Female Orchard Oriole
Sometimes I see a lone female, but this Orchard Oriole was with her mate. l look around for a mate because it is interesting to see their differences and similarities, often indistinguishable, but sometimes starkly different.
This female Blue-gray Gnatcatcher, like so many other birds, completely ignored me while she was catching something to eat. I've noticed food sometimes trumps caution, often mating does as well.
This Red-headed Woodpecker was reacting to something behind him. As he started to turn back around, he paused to check me out, and I caught him in this fantastic light. It's probably a favored perch as indicated by the tiny scratches in the branch.

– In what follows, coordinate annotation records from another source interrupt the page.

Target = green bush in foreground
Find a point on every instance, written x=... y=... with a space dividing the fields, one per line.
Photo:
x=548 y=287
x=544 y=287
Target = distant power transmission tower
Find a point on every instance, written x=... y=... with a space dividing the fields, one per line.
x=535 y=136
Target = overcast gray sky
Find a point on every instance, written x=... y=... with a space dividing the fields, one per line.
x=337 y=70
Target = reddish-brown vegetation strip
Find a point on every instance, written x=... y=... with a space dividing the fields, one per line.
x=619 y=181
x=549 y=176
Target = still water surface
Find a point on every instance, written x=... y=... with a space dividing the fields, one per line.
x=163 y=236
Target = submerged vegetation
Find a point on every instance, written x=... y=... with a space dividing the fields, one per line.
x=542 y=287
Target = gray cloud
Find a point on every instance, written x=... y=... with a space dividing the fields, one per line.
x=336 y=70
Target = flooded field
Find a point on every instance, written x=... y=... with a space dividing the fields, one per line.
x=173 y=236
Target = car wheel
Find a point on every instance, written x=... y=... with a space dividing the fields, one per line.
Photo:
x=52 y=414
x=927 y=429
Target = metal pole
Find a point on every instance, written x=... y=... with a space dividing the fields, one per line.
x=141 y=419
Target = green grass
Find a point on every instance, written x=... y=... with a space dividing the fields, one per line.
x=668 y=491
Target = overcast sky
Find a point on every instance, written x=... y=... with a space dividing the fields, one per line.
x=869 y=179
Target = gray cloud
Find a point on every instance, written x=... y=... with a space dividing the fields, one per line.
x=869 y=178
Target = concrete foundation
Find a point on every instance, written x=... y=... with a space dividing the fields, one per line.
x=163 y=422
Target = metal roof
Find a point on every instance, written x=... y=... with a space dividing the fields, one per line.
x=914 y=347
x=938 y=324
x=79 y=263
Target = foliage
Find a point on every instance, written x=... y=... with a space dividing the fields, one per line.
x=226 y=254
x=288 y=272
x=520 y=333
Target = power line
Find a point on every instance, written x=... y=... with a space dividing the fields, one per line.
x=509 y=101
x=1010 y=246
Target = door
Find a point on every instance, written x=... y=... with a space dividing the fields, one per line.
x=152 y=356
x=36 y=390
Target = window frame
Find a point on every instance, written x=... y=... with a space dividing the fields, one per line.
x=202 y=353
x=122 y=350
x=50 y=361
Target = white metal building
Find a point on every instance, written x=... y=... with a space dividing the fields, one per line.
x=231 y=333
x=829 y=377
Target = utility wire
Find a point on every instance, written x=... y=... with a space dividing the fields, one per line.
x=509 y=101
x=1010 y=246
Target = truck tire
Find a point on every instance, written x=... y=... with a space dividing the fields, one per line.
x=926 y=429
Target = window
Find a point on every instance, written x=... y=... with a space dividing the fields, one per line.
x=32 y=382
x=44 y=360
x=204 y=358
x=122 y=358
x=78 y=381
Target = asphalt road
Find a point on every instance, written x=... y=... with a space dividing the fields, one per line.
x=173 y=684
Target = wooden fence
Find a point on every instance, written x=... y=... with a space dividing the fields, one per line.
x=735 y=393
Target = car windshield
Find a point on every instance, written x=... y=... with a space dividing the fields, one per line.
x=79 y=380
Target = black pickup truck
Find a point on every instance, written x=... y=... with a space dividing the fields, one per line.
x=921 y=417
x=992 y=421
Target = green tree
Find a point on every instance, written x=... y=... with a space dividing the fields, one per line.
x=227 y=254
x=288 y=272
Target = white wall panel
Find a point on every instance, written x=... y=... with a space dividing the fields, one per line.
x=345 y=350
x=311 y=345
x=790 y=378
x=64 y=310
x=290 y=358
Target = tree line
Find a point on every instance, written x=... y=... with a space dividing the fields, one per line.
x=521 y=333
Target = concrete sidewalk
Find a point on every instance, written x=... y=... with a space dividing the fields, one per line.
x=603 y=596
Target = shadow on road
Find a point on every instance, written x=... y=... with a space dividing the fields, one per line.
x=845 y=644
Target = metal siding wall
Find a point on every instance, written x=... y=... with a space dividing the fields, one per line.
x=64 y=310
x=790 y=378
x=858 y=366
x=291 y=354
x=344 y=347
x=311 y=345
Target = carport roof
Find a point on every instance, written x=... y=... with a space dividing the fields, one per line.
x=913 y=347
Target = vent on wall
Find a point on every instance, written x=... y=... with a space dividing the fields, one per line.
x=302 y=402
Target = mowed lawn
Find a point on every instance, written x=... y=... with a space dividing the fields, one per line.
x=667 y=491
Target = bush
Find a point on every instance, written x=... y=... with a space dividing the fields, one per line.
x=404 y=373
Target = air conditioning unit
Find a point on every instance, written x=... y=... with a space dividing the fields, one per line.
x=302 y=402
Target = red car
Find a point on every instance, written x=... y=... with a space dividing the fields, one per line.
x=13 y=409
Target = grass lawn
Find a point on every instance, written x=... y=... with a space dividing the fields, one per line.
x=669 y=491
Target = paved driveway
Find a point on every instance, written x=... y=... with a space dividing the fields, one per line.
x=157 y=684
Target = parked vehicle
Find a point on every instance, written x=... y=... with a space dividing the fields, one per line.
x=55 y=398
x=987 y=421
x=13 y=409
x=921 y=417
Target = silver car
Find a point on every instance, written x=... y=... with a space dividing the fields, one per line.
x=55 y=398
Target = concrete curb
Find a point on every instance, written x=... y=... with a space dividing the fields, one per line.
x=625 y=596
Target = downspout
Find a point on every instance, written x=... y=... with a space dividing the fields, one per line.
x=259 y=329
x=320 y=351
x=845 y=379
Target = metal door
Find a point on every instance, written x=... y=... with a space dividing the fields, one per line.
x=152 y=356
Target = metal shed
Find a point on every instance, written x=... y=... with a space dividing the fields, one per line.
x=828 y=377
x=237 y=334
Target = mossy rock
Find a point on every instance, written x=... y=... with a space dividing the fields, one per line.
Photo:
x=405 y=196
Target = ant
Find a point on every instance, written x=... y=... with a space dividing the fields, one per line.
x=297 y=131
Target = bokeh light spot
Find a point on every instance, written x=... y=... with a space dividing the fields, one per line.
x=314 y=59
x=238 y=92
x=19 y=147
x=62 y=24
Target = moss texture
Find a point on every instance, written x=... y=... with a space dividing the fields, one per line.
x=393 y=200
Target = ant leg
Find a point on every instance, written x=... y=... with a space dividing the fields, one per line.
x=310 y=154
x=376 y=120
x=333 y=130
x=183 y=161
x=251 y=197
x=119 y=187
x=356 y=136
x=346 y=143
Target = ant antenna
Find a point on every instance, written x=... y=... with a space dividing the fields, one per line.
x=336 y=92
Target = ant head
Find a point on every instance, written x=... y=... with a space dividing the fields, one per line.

I was walking along a narrow ridge trail among small trees when I saw this Yellow-throated Warbler to one side on a lone branch. It may not seem so, but sometimes I struggle to explain the intense joy I feel at seeing something so beautiful, wild, and free.
Western Palm Warbler
This Western Palm Warbler was shy and preferred to hide behind foliage. I followed it along several limbs, and it was always partially obscured. I love the way it's framed between the branches and the light which reveals the warm feather detail.
I was photographing another bird when this White-breasted Nuthatch landed nearby and started foraging up and down the trees around me. He totally ignored me until I pointed the camera at him. Then he paused, gave me this look, and was gone.
I saw a family of Canadian Geese on the bank of a lake and got on the ground about 20 ft away. I inched my way towards the nearest Gosling, getting within 8 ft. When he cocked his head to one side, I was struck by his innocence and curiosity and took this shot.
This Red-tailed Hawk was facing the approaching sunset in an open field on the only post around. He was about 800 feet away when I started slowly towards him. I was mesmerized by the warm colors, his steady gaze, and the light wind rippling through the feathers on his back.
Great Horned Owl
I was coming back from a disappointing afternoon of birding when I saw this Great Horned Owl in a distant tree. I knew I would only get one shot. The light was gone so I used every trick in the photographer's book to get this shot. I was so excited because I see very few owls.
I was surprised to find this Tricolored Heron in cloudy water because there was an alligator nearby. The heron was in low light, but very still, as I photographed him. Later I noticed the surreal reflection of the surrounding vegetation.
I observed a pair of Red-bellied Woodpeckers fly between a small number of trees and positioned myself in camera-range of a favored perch. I had to wait longer than expected, but that position allowed me to capture both the red belly and red eye.
Male Eastern Bluebird
I saw this male Eastern Bluebird in dappled sunlight, but he was facing away from me, and I didn't want another butt shot. I waited hoping he would turn around and got this shot just as he turned. It wasn't until later I noticed the unusual ivory toenail on his right foot.
Immature Male Baltimore Oriole
As soon as I saw this bird, I started shooting but only got a few shots before he was gone. It is an immature male Baltimore Oriole. I love the colorful patchwork scheme as he comes into his first-year plumage.
The Red-eyed Vireo has been a challenge because he hangs out in the tops of trees. I was able to get this distant shot as he was in a shorter tree and a bit downhill. I love the way he leaned into the light when he sang.